Author: Antonio Escamilla Pinilla
Programme: Doctoral Programme in Network and Information Technologies
Idioma: English
Supervision: Dr Javier Melenchón Maldonado and Dr Carles Monzo Sánchez
Faculty / Institute: Doctoral School UOC
Subjects: Computer Science
Key words: human-centered computing, interaction design, empirical study in interaction design, motion-based feature, feature visualization
Area of knowledge: Network and Information Technologies
Summary
Human-computer interaction (HCI) is evolving towards more natural, social, and user-centered interactions, specifically focusing on the use of the entire body as an interface. Full-body interaction involves capturing and analyzing body movements to control and manipulate digital content, enabling immersive and engaging experiences. In this context, computer vision technology is preferred over add-ons, wearables, or marker systems due to its non-intrusive, cost-effective, and versatile nature. By eliminating the need for additional devices, it allows for a more natural and unrestricted observation of human motion, ensuring a genuine representation of movement. However, designing effective full-body interaction systems requires understanding of human motion and its interpretation, which poses challenges for interaction designers. This thesis addresses the critical need for structured relationships between human motion and feature extraction technology, which arises from the problem that non-technically skilled practitioners often struggle to utilize motion-based features effectively.

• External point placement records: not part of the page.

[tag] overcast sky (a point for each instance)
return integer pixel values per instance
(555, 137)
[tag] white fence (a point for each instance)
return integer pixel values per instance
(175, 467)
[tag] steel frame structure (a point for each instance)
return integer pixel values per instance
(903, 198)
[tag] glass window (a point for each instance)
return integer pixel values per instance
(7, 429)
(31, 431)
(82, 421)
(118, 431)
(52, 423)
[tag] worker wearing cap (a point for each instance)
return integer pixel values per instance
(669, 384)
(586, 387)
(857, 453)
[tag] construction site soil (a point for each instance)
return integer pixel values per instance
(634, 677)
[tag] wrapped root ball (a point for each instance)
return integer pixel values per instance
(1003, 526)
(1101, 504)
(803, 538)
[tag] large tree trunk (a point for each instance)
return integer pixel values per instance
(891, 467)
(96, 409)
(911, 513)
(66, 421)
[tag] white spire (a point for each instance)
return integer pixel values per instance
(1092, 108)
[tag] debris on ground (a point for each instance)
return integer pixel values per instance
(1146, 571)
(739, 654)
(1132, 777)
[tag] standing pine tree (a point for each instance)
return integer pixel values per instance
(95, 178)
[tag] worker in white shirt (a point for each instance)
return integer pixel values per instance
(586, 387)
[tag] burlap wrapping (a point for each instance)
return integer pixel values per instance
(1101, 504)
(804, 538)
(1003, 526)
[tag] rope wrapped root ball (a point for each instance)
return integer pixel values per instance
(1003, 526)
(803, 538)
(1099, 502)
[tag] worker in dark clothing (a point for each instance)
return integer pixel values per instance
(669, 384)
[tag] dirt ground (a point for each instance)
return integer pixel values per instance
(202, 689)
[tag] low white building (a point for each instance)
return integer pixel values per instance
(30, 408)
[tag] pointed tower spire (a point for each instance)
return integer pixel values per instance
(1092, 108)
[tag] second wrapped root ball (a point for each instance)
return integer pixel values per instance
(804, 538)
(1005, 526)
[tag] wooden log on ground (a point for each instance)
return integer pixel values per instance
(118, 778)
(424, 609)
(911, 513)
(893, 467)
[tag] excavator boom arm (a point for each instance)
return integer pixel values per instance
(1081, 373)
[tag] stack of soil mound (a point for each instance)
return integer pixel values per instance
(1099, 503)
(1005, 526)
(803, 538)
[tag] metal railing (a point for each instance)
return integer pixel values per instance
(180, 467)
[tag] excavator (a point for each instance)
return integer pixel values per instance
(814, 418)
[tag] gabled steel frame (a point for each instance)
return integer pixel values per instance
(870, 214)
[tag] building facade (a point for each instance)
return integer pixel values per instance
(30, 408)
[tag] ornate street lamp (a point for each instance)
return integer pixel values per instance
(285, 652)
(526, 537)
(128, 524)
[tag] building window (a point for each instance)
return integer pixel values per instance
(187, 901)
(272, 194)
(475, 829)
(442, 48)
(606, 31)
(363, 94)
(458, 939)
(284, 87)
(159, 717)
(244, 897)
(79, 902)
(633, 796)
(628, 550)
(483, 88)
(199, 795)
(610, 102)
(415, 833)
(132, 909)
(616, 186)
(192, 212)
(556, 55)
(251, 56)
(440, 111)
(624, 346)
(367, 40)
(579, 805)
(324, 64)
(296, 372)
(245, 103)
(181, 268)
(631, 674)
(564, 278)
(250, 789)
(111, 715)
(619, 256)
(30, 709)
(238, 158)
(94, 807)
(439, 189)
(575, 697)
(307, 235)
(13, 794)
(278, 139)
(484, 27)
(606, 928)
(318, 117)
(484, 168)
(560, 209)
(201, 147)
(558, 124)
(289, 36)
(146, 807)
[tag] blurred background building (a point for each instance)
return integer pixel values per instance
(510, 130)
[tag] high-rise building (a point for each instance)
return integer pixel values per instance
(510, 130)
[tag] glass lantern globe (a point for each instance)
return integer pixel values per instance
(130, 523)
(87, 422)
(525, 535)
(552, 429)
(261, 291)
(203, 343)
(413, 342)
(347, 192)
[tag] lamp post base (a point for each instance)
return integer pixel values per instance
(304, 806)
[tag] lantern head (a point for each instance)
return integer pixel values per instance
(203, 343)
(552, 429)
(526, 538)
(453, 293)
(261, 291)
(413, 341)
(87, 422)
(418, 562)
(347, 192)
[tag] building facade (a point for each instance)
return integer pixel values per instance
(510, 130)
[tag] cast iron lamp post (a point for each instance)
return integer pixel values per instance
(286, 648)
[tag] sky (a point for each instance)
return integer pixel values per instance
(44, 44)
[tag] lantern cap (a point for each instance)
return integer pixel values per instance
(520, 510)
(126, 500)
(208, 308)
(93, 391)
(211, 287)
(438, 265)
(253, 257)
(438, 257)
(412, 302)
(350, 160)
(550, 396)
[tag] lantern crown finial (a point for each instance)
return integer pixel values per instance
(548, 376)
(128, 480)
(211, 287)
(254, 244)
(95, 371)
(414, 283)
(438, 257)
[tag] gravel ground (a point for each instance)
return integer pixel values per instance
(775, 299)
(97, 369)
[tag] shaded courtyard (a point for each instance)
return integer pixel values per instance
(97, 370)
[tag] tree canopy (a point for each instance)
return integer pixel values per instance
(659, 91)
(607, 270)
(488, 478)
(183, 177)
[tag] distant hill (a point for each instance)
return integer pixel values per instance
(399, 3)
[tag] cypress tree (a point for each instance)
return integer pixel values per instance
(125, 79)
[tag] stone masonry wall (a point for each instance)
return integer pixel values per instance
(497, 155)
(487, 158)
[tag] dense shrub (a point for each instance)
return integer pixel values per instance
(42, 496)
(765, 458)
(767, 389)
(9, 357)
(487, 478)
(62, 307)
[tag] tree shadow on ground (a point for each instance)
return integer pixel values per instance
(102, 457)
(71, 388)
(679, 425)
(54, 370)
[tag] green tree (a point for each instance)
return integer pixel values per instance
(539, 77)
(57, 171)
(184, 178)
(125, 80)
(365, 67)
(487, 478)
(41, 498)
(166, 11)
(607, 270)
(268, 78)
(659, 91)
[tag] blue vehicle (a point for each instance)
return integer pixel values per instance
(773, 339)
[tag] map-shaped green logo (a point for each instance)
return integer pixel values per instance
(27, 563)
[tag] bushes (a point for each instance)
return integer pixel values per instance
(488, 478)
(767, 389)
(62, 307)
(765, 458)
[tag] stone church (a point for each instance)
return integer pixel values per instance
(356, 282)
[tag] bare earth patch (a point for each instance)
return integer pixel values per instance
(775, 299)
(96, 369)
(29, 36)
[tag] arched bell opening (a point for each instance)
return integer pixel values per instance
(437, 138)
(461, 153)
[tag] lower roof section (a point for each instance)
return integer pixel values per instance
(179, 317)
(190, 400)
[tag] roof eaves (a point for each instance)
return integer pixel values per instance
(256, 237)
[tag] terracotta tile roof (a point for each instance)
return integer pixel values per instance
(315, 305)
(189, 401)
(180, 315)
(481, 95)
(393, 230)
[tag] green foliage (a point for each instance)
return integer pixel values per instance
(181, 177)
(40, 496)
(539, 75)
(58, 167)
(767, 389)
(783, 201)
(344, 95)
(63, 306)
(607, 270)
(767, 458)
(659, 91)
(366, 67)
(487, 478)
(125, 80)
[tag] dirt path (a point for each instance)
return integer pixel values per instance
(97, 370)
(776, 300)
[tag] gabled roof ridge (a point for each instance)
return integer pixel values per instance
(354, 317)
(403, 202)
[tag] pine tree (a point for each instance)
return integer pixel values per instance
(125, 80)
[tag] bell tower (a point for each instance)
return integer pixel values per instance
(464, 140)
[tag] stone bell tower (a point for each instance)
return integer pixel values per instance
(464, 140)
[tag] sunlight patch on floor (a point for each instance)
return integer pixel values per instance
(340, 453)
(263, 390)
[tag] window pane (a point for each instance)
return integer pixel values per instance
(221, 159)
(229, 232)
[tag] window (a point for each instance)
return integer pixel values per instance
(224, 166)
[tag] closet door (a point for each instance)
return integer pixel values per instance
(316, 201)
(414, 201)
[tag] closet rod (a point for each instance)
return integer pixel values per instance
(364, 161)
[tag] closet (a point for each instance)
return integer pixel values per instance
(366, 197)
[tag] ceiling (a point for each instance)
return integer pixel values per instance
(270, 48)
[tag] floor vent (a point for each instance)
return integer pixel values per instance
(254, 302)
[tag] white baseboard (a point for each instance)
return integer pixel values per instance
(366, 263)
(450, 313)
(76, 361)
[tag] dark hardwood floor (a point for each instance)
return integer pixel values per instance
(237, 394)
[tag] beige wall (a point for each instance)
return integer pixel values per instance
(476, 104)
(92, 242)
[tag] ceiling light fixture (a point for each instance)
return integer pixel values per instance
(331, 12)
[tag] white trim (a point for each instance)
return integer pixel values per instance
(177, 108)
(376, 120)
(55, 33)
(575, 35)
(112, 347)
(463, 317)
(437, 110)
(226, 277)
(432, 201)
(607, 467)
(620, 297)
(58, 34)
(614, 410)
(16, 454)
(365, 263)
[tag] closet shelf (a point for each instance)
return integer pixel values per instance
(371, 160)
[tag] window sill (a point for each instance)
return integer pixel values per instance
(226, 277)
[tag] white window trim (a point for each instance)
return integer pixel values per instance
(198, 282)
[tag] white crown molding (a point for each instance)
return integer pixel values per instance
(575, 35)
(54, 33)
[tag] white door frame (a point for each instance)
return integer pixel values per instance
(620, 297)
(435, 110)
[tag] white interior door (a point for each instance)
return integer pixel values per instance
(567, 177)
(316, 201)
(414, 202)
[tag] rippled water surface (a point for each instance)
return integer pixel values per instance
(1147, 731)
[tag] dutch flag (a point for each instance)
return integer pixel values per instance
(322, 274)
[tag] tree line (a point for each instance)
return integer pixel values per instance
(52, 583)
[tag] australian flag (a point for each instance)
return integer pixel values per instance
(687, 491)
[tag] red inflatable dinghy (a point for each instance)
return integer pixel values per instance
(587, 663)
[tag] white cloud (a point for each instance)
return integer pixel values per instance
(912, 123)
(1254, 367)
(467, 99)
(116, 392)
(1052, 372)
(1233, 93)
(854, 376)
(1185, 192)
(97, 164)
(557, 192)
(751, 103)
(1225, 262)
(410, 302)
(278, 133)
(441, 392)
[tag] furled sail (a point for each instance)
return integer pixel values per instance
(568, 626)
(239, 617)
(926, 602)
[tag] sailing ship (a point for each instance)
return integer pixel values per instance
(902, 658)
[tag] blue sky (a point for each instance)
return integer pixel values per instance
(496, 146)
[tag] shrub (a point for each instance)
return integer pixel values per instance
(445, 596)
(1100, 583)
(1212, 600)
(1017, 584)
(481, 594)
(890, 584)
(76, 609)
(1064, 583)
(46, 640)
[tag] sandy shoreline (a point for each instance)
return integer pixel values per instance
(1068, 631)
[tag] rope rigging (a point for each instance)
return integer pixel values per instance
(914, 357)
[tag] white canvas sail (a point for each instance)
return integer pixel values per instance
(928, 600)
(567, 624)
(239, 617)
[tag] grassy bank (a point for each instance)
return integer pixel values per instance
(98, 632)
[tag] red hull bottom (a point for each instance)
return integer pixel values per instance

To provide better context, the thesis presents the challenges faced by these professionals in working with complex technical parameters and motion-based features, which hinder their ability to create multi-user interactive experiences. By highlighting this issue early on, the thesis aims to emphasize its significance and underscore that its primary objective is not just to resolve interaction design challenges but also to offer the additional value of empowering non-technical profiles by facilitating their design work through accessible motion feature extraction technology. In line with the challenges identified, this thesis aims to contribute to the field of interaction design by offering a comprehensive framework for motion-based interaction design in large-volume spaces. These spaces, characterized by their size and complexity, present unique challenges in terms of seamless and intuitive user experiences. The framework presented bridges the gap between technical parameters and interpretable motion-based features, and is thus well-suited to a broad range of practitioners.